[Code2Text] Unable to start training even with batch size 1 for large custom dataset on colab

microsoft / CodeXGLUE

CodeXGLUE

MIT License

1.55k stars 366 forks source link

[Code2Text] Unable to start training even with batch size 1 for large custom dataset on colab #45

Closed Manas-Embold closed 3 years ago

Manas-Embold commented 3 years ago

Hi There I am working on code2text problem, i have created my own dataset for javascript code, comment pairs in ".jsonl" format with 5 lakhs+ datapoints. However, i am unable to start training on P100 google colab GPU (with 16GB VRam) even with batch size 1 due to memory issues.

In case, i reduce the datapoints in range of 2.5 lakhs from original 5 lakhs, i am able to start training.

Any thoughts which step in code consumes so much memory and training couldn't start even with batch size 1 as i want to train on entire 5 lakh files on google colab.

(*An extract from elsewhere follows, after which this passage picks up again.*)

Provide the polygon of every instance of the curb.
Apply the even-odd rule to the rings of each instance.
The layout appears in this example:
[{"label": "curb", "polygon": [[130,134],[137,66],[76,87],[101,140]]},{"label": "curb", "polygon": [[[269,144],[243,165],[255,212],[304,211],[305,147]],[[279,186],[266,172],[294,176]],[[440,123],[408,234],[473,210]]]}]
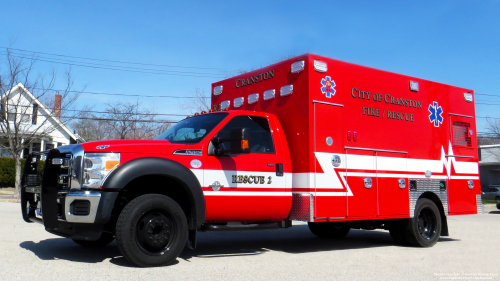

guody5 commented 3 years ago

If you use the same setting as the repo (i.e. source_length=256 and target_length=128), you should be able to run the code2text model with batch size = 16 on one P100.

However, according to your description, you should check whether your CPU memory can store all 5 lakhs datapoints.

Manas-Embold commented 3 years ago

I am using same settings, except that i have more data points. If i take a subset of 2.5 lakh data points, training starts, however for 5 lakh+ files, it just quits with some memory allocation issue.

I think it is taking memory at "converting examples to features" step.

guody5 commented 3 years ago

yes. One suggestion is to remove source_mask and target_mask. You can use source_ids.ne(1) and target_ids.ne(1) to obtain source_mask and target_mask, which can save a half of memory.

Manas-Embold commented 3 years ago

Can you suggest the line number in code and will it have any impact on training ? Just want to be super sure on what i need to change and if it would have any impact.

guody5 commented 3 years ago

you just need to remove all source_mask and target_mask variables. And replace them with source_ids.ne(1) and target_ids.ne(1), respectively. It would not have any impact. Since source_mask=source_ids.ne(1) and target_mask=target_ids.ne(1), removing source_mask and target_mask variables will save memory.